La mise en garde n’a rien d’anachronique. À Bure, où les militants antinucléaire s’opposent au projet Cigéo d’enfouissement des déchets nucléaires, la même stratégie de tension des autorités semble s’installer. Le 15 août 2017, un militant, grièvement blessé par une grenade lancée par les gendarmes, a failli perdre son pied.
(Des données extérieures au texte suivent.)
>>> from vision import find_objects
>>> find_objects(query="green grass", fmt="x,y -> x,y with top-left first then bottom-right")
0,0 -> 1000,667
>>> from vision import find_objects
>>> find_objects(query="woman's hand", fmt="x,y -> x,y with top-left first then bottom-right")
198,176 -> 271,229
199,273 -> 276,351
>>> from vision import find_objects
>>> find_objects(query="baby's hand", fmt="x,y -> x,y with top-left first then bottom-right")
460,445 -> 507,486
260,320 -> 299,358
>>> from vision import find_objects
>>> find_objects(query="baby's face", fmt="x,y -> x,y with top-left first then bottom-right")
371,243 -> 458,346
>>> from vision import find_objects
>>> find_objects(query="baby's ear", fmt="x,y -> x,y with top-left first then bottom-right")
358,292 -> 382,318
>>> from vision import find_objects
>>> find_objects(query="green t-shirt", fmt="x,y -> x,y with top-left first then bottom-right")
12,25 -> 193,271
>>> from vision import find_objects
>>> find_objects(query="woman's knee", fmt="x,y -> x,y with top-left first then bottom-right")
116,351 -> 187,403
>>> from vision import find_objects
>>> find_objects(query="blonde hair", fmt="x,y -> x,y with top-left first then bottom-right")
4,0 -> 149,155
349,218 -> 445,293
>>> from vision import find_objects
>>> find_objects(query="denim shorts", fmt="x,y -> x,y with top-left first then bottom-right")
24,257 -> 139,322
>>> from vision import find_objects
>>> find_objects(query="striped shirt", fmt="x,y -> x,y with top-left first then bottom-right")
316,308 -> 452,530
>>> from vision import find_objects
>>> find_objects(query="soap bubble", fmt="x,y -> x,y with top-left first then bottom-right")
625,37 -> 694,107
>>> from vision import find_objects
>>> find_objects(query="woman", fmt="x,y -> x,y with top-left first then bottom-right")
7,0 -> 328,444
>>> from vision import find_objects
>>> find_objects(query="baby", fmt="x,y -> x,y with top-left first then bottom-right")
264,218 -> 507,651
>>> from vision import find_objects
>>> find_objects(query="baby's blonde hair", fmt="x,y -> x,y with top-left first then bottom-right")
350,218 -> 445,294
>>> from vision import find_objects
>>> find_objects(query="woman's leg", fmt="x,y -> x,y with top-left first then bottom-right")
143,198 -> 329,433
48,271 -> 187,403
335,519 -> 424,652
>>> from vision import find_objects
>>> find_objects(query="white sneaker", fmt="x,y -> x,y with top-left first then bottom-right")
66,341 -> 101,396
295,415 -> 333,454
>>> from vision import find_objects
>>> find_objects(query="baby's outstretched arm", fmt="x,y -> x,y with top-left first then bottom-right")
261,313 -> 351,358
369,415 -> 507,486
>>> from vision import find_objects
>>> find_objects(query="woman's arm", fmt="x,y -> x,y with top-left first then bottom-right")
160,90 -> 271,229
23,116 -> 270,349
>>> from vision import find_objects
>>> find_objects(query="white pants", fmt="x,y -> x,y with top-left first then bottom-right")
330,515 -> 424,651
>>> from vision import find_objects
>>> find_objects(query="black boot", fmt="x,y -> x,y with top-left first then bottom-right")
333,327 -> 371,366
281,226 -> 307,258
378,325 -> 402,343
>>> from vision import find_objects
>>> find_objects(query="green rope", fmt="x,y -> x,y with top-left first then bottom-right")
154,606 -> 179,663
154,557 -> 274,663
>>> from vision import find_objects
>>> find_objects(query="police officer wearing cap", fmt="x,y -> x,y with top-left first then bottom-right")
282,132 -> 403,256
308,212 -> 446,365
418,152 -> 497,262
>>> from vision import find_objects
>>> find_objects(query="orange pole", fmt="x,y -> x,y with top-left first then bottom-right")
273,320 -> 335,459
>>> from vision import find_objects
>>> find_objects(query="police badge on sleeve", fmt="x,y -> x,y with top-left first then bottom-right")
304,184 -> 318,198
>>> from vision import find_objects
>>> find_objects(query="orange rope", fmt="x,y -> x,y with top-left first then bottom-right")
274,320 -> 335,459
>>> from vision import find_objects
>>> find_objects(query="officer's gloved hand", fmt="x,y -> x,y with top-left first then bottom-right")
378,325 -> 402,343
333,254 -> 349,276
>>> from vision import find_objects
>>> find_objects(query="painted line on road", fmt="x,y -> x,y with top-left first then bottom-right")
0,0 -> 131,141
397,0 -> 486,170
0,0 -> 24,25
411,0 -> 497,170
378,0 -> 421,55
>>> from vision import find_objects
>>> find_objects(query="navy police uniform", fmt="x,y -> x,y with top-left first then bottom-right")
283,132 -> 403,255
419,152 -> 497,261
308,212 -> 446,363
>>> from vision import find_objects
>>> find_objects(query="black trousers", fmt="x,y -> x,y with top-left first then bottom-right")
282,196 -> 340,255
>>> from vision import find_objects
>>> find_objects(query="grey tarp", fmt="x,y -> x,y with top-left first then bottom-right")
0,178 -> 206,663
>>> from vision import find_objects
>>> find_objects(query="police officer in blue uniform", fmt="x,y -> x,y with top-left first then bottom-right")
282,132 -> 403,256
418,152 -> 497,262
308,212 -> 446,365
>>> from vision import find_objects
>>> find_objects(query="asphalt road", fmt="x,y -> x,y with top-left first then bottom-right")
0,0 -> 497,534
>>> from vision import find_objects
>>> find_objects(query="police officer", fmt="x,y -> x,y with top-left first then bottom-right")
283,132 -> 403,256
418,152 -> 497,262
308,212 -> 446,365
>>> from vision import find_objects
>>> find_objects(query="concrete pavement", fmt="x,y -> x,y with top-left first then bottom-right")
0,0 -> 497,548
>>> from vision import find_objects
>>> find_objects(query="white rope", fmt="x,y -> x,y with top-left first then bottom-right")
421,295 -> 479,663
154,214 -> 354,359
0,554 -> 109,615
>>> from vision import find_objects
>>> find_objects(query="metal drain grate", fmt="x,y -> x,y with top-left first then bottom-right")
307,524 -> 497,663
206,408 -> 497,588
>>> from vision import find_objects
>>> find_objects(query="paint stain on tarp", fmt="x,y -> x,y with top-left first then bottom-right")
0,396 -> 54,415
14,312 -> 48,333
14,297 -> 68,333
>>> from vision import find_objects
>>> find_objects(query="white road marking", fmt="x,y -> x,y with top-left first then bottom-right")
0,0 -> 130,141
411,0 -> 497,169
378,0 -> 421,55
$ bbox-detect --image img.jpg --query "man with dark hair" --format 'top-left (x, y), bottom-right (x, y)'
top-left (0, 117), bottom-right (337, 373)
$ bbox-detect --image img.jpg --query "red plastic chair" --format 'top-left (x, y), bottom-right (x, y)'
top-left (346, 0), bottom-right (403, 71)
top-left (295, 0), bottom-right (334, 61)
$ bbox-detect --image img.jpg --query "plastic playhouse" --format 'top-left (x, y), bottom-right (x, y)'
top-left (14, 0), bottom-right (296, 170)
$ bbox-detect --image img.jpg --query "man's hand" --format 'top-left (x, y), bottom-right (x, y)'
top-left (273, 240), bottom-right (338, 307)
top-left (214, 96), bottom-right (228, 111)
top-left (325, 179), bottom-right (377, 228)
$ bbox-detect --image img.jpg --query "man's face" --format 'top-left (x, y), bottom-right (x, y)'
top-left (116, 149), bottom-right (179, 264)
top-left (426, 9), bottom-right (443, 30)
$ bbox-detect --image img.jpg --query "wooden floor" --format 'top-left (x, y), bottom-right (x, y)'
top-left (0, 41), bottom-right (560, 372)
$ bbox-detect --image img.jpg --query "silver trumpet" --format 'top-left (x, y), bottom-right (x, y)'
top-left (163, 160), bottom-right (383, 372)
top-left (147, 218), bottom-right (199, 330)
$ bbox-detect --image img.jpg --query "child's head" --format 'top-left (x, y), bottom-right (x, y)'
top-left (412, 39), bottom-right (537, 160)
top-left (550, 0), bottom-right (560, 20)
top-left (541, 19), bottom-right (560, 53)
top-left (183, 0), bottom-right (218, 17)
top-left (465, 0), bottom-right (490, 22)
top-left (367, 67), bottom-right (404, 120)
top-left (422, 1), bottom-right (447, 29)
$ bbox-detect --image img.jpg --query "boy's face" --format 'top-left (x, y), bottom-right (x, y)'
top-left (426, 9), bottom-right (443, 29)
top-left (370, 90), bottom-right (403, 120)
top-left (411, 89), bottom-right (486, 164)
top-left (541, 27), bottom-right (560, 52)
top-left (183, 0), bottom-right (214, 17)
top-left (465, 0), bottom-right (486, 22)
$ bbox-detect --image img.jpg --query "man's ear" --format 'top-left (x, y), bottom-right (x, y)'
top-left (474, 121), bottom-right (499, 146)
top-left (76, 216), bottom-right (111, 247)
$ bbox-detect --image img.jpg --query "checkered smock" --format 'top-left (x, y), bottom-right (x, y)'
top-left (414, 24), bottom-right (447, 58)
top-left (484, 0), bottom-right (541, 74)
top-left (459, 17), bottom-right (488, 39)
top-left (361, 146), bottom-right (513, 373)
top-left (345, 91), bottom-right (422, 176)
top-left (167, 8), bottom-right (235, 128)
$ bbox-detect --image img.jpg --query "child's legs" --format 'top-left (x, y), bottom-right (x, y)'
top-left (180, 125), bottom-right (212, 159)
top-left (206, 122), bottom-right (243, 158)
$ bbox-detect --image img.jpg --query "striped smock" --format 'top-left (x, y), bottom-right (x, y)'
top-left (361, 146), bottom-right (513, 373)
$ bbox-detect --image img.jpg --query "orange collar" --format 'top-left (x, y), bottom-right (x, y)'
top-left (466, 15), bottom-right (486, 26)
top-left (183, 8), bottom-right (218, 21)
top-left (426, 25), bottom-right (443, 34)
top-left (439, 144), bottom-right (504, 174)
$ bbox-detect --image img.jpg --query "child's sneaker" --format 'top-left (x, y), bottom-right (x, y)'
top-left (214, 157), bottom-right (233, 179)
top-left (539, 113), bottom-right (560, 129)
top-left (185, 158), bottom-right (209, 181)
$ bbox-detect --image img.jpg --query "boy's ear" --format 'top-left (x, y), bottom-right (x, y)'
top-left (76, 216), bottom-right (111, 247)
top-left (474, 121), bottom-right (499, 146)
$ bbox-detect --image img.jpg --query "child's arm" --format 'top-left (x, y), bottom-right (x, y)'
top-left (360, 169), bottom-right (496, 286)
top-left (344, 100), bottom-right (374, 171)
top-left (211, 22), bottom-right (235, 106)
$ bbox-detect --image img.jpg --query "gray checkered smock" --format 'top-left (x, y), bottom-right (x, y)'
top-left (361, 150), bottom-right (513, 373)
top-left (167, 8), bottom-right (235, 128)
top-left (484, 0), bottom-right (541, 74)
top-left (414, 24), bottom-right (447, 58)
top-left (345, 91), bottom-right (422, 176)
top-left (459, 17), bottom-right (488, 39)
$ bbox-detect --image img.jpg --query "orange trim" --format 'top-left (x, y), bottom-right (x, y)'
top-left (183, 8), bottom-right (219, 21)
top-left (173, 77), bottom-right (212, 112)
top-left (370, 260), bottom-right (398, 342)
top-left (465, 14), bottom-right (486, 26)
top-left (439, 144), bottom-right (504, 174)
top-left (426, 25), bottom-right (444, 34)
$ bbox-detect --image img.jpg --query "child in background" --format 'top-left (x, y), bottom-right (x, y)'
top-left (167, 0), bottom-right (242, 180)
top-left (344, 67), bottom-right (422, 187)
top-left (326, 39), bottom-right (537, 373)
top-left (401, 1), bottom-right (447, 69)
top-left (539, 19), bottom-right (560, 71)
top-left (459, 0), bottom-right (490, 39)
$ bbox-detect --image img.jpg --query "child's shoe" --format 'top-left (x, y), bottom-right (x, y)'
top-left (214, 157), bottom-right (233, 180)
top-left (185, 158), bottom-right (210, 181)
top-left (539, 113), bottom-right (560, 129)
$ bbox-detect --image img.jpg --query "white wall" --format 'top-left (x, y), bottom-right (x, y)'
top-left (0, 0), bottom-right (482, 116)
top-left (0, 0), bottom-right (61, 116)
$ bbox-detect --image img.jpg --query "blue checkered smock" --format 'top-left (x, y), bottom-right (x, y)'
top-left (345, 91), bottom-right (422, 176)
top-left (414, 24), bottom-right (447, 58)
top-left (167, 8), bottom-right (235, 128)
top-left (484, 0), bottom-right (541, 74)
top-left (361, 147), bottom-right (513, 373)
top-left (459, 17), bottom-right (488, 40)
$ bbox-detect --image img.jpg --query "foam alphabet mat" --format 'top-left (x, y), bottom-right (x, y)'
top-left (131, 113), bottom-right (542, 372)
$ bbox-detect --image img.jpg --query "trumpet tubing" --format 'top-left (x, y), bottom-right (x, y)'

Face à cette offensive judiciaire, les anti-barrage se sont organisés. Un collectif « Les Amis des bouilles » a apporté conseils juridiques et aide financière. « Notre caisse de solidarité a permis de prendre en charge près de 14 000 euros de frais d’avocat, 8 000 euros de frais de justice, une aide de 3 100 euros à la famille de Rémi Fraisse pour les frais de justice, et de dédommager à hauteur de 4 400 euros de dégâts les militants pour des affaires personnelles brûlées, vitres cassées et pneus crevés », explique Christian Pince, un des membres du collectif, ingénieur retraité de Lisle-sur-Tarn. Lui aussi regrette que la justice « ajoute foi principalement aux dépositions des gendarmes, sauf lorsqu’il y a une vidéo les démentant, comme pour Gaëtan. Et dans son cas, les gendarmes n’ont pas été poursuivis pour faux témoignage ». Condamné en comparution immédiate pour avoir fracturé la main d’un gendarme, Gaëtan, 34 ans avait été relaxé en appel, une vidéo montrant que le coup avait en fait été porté par un autre gendarme.